A Twitter thread about an Aussie phrase left many people confused. Photo / Getty Images
A Twitter thread about an Aussie phrase left many people confused. Photo / Getty Images
A New Zealander went viral on Twitter after pointing out the strange phrase Australians use to refer to playground slides - and most people say they've never heard it before.
Reid Parker, a New Zealander living in Australia, tweeted that he had just learnt that Australians call slides "slippery dips".
"I just found out that loads of Australians call slides 'slippery dips'," he posted.
"We sure do ... and if you wear your tracky dacks on the slippery dip you'll go heaps faster," someone replied.

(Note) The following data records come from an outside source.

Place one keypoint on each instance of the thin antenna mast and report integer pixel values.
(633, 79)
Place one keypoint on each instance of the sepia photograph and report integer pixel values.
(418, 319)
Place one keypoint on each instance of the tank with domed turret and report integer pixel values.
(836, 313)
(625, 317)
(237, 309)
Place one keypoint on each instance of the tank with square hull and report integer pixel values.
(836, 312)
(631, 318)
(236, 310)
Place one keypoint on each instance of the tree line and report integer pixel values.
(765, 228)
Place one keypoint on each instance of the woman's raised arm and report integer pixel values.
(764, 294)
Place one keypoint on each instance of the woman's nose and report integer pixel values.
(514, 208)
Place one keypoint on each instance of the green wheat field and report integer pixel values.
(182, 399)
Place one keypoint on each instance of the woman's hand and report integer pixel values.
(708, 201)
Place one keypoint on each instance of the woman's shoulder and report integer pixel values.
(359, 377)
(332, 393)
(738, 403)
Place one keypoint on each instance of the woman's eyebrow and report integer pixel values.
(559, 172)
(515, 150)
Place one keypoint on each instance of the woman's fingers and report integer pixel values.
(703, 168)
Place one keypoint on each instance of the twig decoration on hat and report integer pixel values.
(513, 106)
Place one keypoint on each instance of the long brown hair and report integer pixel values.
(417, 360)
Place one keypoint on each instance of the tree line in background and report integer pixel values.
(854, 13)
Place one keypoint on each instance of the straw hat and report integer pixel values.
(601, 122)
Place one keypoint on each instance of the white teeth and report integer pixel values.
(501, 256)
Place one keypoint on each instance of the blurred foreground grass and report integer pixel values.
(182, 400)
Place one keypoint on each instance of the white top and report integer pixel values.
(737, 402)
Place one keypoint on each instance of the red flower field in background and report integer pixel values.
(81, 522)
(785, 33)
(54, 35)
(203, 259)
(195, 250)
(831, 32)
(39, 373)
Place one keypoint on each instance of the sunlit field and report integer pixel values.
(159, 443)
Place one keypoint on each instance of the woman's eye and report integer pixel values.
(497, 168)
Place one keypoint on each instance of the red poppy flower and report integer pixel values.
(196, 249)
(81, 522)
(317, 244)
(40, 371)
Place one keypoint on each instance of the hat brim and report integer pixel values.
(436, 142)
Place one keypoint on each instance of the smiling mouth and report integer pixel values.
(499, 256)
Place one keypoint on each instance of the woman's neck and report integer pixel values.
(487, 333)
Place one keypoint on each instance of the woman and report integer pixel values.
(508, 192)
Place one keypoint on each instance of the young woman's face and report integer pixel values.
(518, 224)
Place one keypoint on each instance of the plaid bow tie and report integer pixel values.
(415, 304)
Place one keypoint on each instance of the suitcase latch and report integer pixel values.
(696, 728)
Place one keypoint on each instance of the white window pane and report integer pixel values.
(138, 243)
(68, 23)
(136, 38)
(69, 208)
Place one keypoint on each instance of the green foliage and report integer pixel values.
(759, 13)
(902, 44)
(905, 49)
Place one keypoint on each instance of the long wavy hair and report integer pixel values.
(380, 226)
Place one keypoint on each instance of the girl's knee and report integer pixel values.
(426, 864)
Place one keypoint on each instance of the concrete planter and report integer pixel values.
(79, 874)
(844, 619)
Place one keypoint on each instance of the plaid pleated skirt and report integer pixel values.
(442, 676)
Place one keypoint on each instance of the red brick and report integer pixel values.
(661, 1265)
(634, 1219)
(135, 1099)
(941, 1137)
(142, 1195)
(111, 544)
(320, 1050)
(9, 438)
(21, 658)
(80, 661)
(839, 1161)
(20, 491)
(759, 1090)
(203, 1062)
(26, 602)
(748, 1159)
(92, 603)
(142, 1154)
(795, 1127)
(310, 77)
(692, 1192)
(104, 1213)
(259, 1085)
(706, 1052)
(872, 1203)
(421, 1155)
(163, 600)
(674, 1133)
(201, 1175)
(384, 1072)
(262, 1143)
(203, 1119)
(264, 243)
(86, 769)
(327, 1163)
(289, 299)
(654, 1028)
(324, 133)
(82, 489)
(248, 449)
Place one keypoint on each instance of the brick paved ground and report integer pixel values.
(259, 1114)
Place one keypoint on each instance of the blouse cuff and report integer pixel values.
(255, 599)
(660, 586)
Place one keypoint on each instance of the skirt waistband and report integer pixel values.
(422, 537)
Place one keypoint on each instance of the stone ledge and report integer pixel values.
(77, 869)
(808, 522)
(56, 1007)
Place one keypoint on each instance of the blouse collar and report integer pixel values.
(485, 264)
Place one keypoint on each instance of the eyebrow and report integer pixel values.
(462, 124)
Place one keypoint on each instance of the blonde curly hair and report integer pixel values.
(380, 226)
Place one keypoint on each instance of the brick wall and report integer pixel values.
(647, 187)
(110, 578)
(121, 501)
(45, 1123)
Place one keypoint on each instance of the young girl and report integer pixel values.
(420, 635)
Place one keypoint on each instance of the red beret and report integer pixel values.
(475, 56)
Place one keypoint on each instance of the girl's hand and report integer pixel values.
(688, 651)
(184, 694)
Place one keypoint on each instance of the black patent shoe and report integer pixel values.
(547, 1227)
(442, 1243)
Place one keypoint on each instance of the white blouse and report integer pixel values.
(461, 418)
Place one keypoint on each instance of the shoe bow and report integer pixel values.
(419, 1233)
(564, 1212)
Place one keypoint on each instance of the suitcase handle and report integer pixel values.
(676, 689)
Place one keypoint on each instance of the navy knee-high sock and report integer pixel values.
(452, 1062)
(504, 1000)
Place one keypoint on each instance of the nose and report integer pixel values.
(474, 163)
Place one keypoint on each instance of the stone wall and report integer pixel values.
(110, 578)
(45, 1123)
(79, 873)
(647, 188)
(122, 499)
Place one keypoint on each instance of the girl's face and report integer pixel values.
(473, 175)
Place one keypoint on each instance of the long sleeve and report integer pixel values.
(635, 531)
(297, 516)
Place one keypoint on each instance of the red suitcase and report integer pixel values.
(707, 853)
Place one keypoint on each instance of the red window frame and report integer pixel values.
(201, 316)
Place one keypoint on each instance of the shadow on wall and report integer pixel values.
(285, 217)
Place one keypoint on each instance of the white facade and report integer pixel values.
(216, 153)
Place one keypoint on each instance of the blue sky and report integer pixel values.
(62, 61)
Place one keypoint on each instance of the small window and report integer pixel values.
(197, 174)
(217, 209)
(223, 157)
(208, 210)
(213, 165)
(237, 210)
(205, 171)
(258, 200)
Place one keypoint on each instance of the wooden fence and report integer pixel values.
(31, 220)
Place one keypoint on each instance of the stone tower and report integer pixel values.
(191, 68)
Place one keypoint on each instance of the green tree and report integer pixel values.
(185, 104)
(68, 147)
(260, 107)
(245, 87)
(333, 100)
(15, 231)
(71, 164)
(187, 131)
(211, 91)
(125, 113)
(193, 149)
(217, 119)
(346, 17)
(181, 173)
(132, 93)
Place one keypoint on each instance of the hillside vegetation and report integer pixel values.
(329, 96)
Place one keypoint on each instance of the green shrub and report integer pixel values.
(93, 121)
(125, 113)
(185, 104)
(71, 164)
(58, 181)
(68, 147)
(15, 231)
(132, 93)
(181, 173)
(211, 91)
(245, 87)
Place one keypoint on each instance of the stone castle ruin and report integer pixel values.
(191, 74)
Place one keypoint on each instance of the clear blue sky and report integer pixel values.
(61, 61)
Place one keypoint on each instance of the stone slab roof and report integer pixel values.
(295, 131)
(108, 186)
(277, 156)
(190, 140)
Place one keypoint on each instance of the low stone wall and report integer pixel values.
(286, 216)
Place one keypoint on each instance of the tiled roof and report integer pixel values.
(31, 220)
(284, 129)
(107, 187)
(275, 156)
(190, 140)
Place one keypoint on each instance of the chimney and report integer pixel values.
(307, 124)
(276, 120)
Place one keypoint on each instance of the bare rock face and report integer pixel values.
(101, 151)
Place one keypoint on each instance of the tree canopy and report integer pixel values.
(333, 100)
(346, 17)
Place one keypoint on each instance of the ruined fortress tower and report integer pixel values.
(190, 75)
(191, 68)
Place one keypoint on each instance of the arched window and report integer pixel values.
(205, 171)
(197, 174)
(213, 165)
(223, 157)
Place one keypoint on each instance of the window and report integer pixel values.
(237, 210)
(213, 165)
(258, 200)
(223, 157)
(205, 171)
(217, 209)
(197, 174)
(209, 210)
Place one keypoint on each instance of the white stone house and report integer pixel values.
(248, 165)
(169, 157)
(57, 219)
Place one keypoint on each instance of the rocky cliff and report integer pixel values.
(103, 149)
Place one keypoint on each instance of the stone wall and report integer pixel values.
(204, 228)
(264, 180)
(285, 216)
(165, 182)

"Slippery dips are a hoot, both descriptively and in reality. And no, weird is calling the rubber things you wear on your feet in summer 'jandals'. It isn't the least bit weird to call them 'thongs'," someone else said.
"Slides are what business people use in presentations," another person replied.
It is not clear whether it is a phrase commonly used across all of Australia but people in both Queensland and New South Wales are reportedly familiar with the term.
One Twitter user pointed out that, in fact, "slides" and "slippery dips" are different things:
"A slide is a straight line. A Slippery Dip has bumps in it. A really big slide is called a Giant Slide, and a really big Slippery Dip is called a Big Dipper," the person wrote.
"People who call an actual slide a slippery dip have hung upside down from the monkey bars for too long."